Random Samples

Science  24 Jul 1998:
Vol. 281, Issue 5376, pp. 511
  1. More on Silicone Implants

    In the third such report in the United Kingdom in 7 years, a scientific panel appointed by the British government has concluded that there is no evidence that silicone-gel breast implants cause disease.

    The panel, headed by University of Glasgow rheumatologist Roger D. Sturrock, was formed in response to pressure from women's groups. One hypothesis they examined in detail was that leaked silicone could break down to silica, which might cause autoimmune diseases such as arthritis. But examination of tissue slides supplied by pathologist Radford Shanklin of the University of Tennessee, Memphis, showed only silicone. The panel concluded that the implants “are not associated with any greater health risk than other surgical implants.”

    Patient groups are still unsatisfied, claiming that the panel should have held public meetings. Laurence Gerlis, a physician advising the Silicone Support Group UK, says there is still no good explanation for the fact that a small number of implant recipients have clearly suffered adverse reactions.

    Meanwhile in the United States, which has had a moratorium on silicone implants since 1992, two more reports are forthcoming. One panel, headed by epidemiologist Barbara Hulka of the University of North Carolina, Chapel Hill, is expected to report in September on a court-ordered investigation of alleged effects on the immune system. Finally, a panel of the Institute of Medicine is preparing what staff director Roger Herdman hopes will be the “definitive” word, due in July 1999.

  2. Modeling Fossils in Jell-O

    Scientists have long puzzled over how to classify Ediacarans, little floppy sea creatures that lived about 600 million years ago, because the only evidence they left are impressions in sandstone.

    Now two paleontologists, Kenneth Schopf of Harvard and Tomasz Baumiller of the University of Michigan, Ann Arbor, have done a novel modeling experiment that they believe will help with Ediacaran taxonomy by showing that at least one type, the flat, oval-shaped Dickinsonia, may not have lived on the seabed surface, as is generally supposed.

    DickinsonidP. CRIMES

    Schopf and Baumiller modeled the 13-cm-long creature in various densities of Jell-O-like Polygel, then subjected it to flowing water at different speeds. A dickinsonid as dense as a soft-bodied worm is unstable at currents fast enough to deposit the sands in which they are often preserved, the scientists report in the summer issue of Lethaia. To be stable, it would have to be as dense as a flounder or live buried in the seabed. Either option would rule out Dickinsonia's “conventional construction as a free-living, flattened worm,” says Schopf.

    Soren Jensen of Cambridge University says modeling Ediacarans in gel has “great potential”—but he still favors a scenario that places Dickinsonia in quiet locales where sticky microbial mats helped them adhere to the seabed.

  3. Self-Shearing Sheep

    First man tamed fire. Then he invented agriculture. Now, after 5000 years of shearing sheep by hand, he's created Bioclip, which leaves the job to the sheep.

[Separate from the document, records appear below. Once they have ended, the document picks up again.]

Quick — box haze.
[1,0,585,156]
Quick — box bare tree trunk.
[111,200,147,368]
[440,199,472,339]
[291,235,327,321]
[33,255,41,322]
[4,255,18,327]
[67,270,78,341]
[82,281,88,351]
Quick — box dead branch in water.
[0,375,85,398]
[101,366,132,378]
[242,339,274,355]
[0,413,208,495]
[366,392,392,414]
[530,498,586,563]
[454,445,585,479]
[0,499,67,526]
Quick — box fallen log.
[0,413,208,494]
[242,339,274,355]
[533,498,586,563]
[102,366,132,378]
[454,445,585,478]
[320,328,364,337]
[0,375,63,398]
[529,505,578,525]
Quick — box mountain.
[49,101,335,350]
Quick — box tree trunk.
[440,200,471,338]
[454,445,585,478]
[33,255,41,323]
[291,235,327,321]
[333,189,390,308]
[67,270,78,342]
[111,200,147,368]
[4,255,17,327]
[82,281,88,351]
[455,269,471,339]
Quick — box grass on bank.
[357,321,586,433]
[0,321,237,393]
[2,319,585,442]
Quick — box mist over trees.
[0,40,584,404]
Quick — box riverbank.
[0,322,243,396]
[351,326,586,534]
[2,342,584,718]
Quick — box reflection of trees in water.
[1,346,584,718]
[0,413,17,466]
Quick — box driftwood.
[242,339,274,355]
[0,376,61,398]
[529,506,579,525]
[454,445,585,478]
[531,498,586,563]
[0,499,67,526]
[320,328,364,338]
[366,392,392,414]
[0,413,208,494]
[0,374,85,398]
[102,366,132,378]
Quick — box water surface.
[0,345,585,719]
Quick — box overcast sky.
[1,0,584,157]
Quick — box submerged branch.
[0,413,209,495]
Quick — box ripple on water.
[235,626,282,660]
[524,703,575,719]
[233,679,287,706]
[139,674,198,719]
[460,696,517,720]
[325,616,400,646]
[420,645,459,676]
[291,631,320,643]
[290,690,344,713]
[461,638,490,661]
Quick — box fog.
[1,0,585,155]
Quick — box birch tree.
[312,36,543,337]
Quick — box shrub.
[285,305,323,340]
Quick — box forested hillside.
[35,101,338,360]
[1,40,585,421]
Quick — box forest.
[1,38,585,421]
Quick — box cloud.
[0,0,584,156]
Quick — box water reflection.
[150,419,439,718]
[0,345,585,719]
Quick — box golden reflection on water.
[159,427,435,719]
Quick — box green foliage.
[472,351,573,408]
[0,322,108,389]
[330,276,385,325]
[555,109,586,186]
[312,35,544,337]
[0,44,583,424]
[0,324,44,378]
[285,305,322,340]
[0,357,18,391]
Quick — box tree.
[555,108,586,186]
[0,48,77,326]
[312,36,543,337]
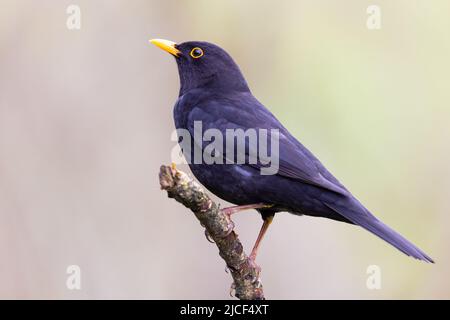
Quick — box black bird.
[150,39,433,263]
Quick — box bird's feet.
[214,203,269,239]
[248,254,262,276]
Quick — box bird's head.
[150,39,249,96]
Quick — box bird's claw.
[247,256,262,278]
[204,229,215,243]
[219,219,235,238]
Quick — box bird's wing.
[263,132,348,195]
[186,101,348,196]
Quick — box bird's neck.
[178,71,250,97]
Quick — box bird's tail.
[324,201,434,263]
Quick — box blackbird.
[150,39,433,263]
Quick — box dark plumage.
[151,39,433,263]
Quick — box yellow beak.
[149,39,181,57]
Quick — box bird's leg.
[214,204,271,240]
[249,215,274,262]
[221,203,270,217]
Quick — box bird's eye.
[190,47,204,59]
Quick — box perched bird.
[150,39,434,263]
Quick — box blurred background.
[0,0,449,299]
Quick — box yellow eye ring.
[190,47,204,59]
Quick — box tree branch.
[158,164,264,300]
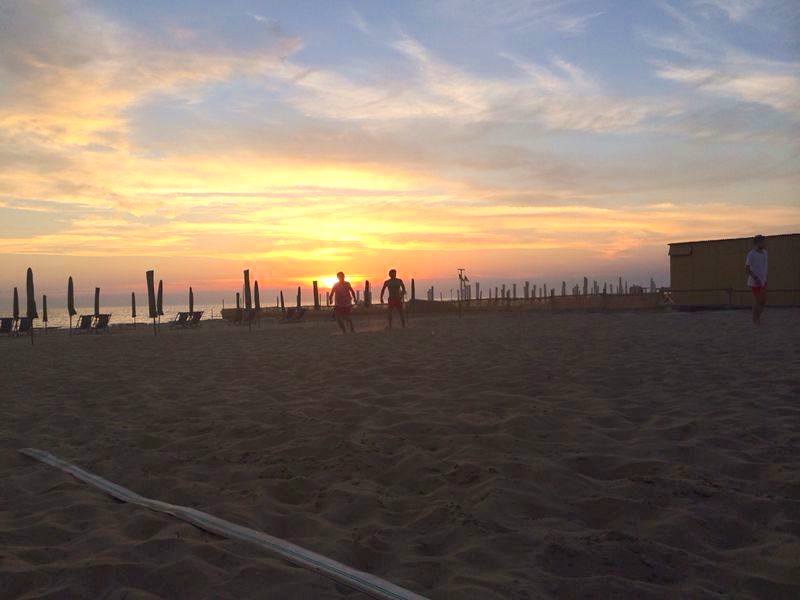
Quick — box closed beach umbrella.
[131,292,136,318]
[42,295,48,324]
[67,276,76,316]
[13,287,19,319]
[94,287,100,316]
[26,268,37,319]
[146,270,157,335]
[146,271,157,318]
[157,280,164,316]
[26,268,36,344]
[243,270,252,310]
[279,290,285,312]
[364,281,371,307]
[296,286,301,308]
[189,286,194,313]
[253,281,260,310]
[236,292,240,309]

    Bioclip is based on a common protein called epidermal growth factor (EGF). Discovered 2 decades ago by biochemist Stanley Cohen of Vanderbilt University in Nashville, Tennessee, EGF stimulates the growth of various types of tissues in animals and causes one type of sheep to molt periodically. CSIRO, the Australian research agency, has spent 20 years looking into how to harness EGF in the sheep industry and has now incorporated it into a biological substitute for shears. At shearing time, says Pat Wilson of CSIRO's animal production facility, a sheep gets an injection of Bioclip and is then fitted with a net that catches the fleece as it falls off, a process that takes about a week.

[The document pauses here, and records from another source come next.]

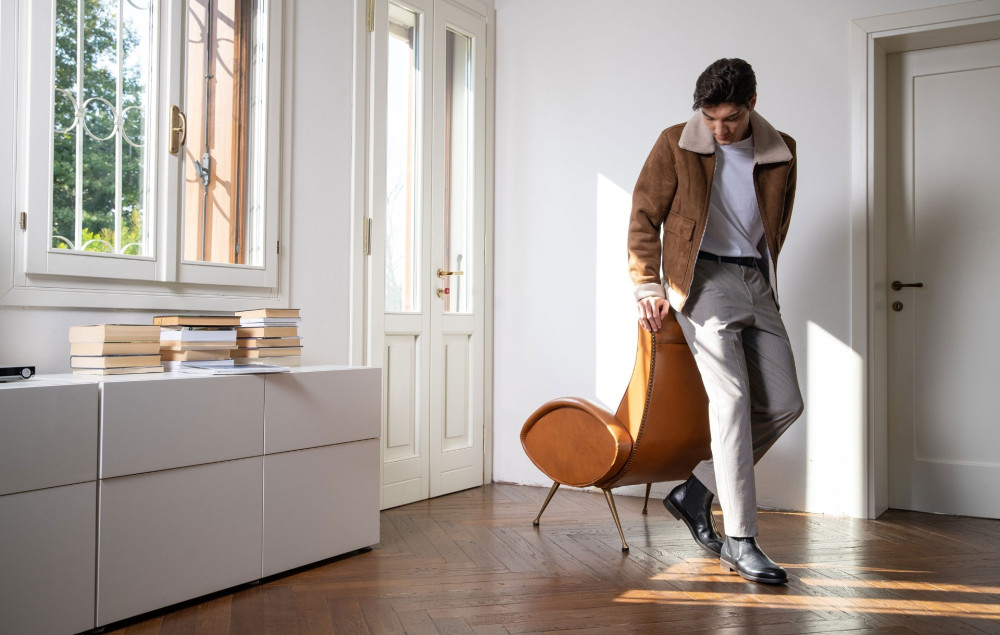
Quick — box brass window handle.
[437,269,464,278]
[169,105,187,156]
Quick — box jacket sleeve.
[776,135,797,254]
[628,131,677,300]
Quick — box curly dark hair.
[692,58,757,110]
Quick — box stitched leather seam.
[616,331,656,481]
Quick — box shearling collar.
[677,109,793,165]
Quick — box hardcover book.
[69,324,161,343]
[159,349,234,362]
[72,365,165,375]
[160,328,238,343]
[230,347,303,358]
[235,308,301,319]
[70,341,162,356]
[237,317,302,327]
[236,337,302,348]
[70,355,162,369]
[235,326,298,338]
[153,315,242,327]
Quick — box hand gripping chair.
[520,310,711,551]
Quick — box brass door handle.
[169,105,186,156]
[891,281,924,291]
[437,269,464,278]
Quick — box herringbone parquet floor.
[105,483,1000,634]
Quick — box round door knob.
[892,301,904,312]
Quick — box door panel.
[385,335,419,456]
[428,2,485,498]
[444,335,471,444]
[887,39,1000,519]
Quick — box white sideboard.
[0,365,380,634]
[0,378,99,635]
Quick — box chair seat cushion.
[520,398,632,488]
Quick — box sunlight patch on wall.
[594,173,635,411]
[806,320,865,517]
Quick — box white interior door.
[886,38,1000,519]
[428,2,486,498]
[370,0,487,509]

    Smooth shave for bioclipped sheepCSIRO

    Wilson and the company, Bioclip Pty Ltd. in New South Wales, say they will launch the product commercially in October and anticipate a big demand: The country's $3-billion-a-year wool industry produces 70% of the world's clothing wool. Soon barns Down Under may no longer ring with the sounds of spring shearing—instead, there will be 150 million merinos milling around in hairnets.

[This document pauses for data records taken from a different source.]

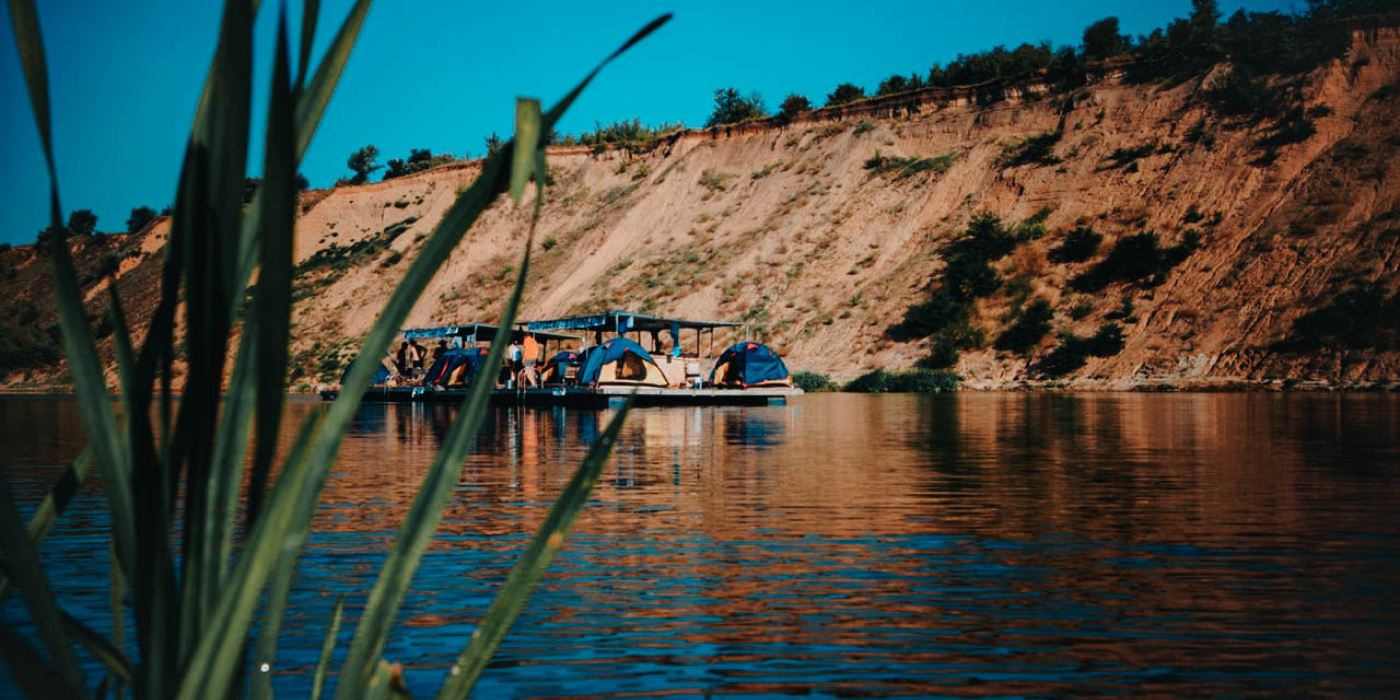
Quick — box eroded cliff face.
[4,27,1399,391]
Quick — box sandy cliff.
[3,26,1399,391]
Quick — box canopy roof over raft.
[524,310,745,358]
[524,309,742,334]
[401,322,579,343]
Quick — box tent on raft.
[341,356,395,387]
[576,337,668,387]
[709,342,793,388]
[424,346,491,387]
[539,350,581,385]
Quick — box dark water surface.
[3,393,1399,698]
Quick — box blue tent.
[576,337,667,386]
[540,350,580,384]
[342,358,393,386]
[425,347,489,387]
[709,342,792,387]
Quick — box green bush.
[1071,230,1200,292]
[1034,322,1126,377]
[949,212,1018,262]
[1283,285,1400,350]
[876,73,926,96]
[826,82,865,106]
[706,87,767,127]
[844,368,960,393]
[1000,130,1063,167]
[1048,226,1102,263]
[0,303,61,374]
[864,151,957,178]
[944,254,1001,299]
[126,205,158,233]
[1205,67,1280,118]
[1256,106,1316,150]
[1106,140,1158,168]
[920,336,960,369]
[897,288,966,339]
[383,148,456,180]
[777,94,811,122]
[995,299,1054,354]
[793,370,837,392]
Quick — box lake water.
[3,393,1399,698]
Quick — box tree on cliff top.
[776,94,811,122]
[127,206,157,233]
[347,144,381,185]
[66,209,97,237]
[706,87,767,127]
[1082,17,1132,61]
[825,82,865,106]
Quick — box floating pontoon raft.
[321,311,802,406]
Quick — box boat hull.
[319,385,802,407]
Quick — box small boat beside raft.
[320,310,802,407]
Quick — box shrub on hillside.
[948,212,1018,262]
[346,144,381,184]
[1071,230,1201,291]
[1000,131,1063,167]
[843,368,960,393]
[825,83,865,106]
[1082,17,1133,61]
[384,148,455,180]
[126,206,157,233]
[1206,68,1280,119]
[1048,226,1102,263]
[793,371,837,392]
[864,151,958,179]
[995,299,1054,354]
[876,73,926,96]
[777,94,811,122]
[706,87,767,127]
[0,303,61,375]
[1282,285,1400,350]
[1033,322,1126,377]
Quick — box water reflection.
[2,394,1399,698]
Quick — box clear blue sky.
[1,0,1293,246]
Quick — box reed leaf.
[435,398,632,699]
[109,535,125,700]
[248,12,301,531]
[0,623,85,700]
[175,0,254,658]
[180,19,667,698]
[7,0,139,596]
[0,472,85,689]
[0,448,91,604]
[60,610,134,685]
[310,595,345,700]
[296,0,320,89]
[336,107,539,692]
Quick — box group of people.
[505,333,541,388]
[386,333,543,388]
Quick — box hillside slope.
[4,26,1400,391]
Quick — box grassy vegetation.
[1281,285,1400,351]
[1034,322,1126,377]
[1048,226,1102,263]
[1000,131,1063,167]
[699,169,735,192]
[1105,141,1158,168]
[0,303,61,375]
[864,151,958,179]
[843,368,960,393]
[1071,230,1201,292]
[995,299,1054,355]
[0,6,668,700]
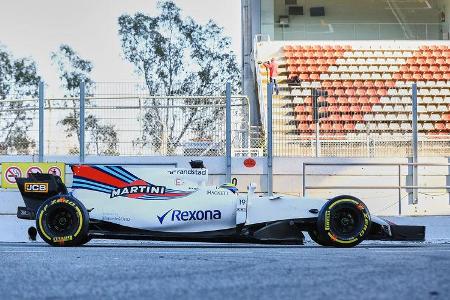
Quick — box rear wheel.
[36,195,89,246]
[315,195,371,248]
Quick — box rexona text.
[110,185,166,198]
[157,209,222,224]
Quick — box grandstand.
[242,0,450,157]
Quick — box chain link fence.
[0,82,39,155]
[264,82,450,157]
[2,82,250,157]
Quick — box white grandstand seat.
[401,123,412,130]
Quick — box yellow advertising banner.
[1,162,65,189]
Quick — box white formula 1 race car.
[16,161,425,247]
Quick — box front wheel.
[315,195,371,248]
[36,195,89,246]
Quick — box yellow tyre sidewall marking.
[325,199,370,244]
[38,205,52,241]
[39,198,84,242]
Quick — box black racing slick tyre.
[307,229,332,246]
[36,195,89,246]
[316,195,371,248]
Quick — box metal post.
[267,83,273,196]
[38,81,44,162]
[398,164,402,215]
[302,162,306,197]
[225,83,232,183]
[79,81,86,163]
[411,83,418,204]
[312,89,320,157]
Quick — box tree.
[118,0,240,154]
[51,45,118,155]
[0,45,40,154]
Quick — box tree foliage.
[0,45,40,154]
[51,45,118,155]
[118,0,240,154]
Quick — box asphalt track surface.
[1,241,450,300]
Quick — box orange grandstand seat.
[326,97,337,104]
[385,81,396,88]
[363,81,374,88]
[332,81,343,88]
[416,57,426,64]
[366,89,377,96]
[298,123,310,131]
[426,58,436,64]
[326,58,336,64]
[341,114,353,122]
[443,113,450,121]
[348,96,359,104]
[392,73,402,80]
[344,123,356,131]
[343,81,353,88]
[322,81,333,88]
[299,73,310,80]
[328,114,340,121]
[429,65,439,72]
[400,65,409,72]
[304,97,312,105]
[353,114,364,121]
[402,73,413,80]
[435,123,446,131]
[310,73,320,80]
[345,89,355,96]
[318,65,328,72]
[306,58,316,64]
[307,65,318,72]
[440,65,449,72]
[328,106,339,113]
[410,65,420,72]
[361,105,371,112]
[412,73,422,81]
[433,73,443,80]
[422,73,433,80]
[321,123,332,131]
[337,96,348,104]
[335,89,345,96]
[436,58,446,65]
[359,97,369,104]
[406,58,416,65]
[350,105,361,112]
[332,123,344,131]
[342,45,352,51]
[353,81,364,88]
[356,88,366,96]
[432,51,442,57]
[295,105,306,113]
[443,50,450,57]
[444,73,450,80]
[339,106,350,113]
[377,89,387,96]
[374,81,384,88]
[369,96,380,104]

  4. Fingerprinting the Potato

    How can you tell if an “Idaho” baking potato was really grown in that spudly state? University of Idaho chemist Kim Anderson has developed a way to identify a potato through telltale trace elements.

    The Idaho potato is regarded as superior among tubers. So when the Idaho Potato Commission became concerned a few years ago that impostors were eating into the market, it asked Anderson for help.

    Organic chemicals make for unreliable fingerprints because they degrade over time, Anderson reported last month, at an American Chemical Society meeting in Pasco, Washington. So instead she dissolved pieces of potato in acid and looked for copper, iron, zinc, nickel, cadmium, vanadium, and a dozen other elements in the residues. She then compared the residues from 600 Idaho-grown potatoes to those in 600 potatoes from five states and two Canadian provinces. From this she developed a statistical model that can spot the real thing with 98% accuracy.

    Anderson's research will be “a valuable tool,” says Potato Commission attorney Pat Kole, for doing spot checks and investigating complaints.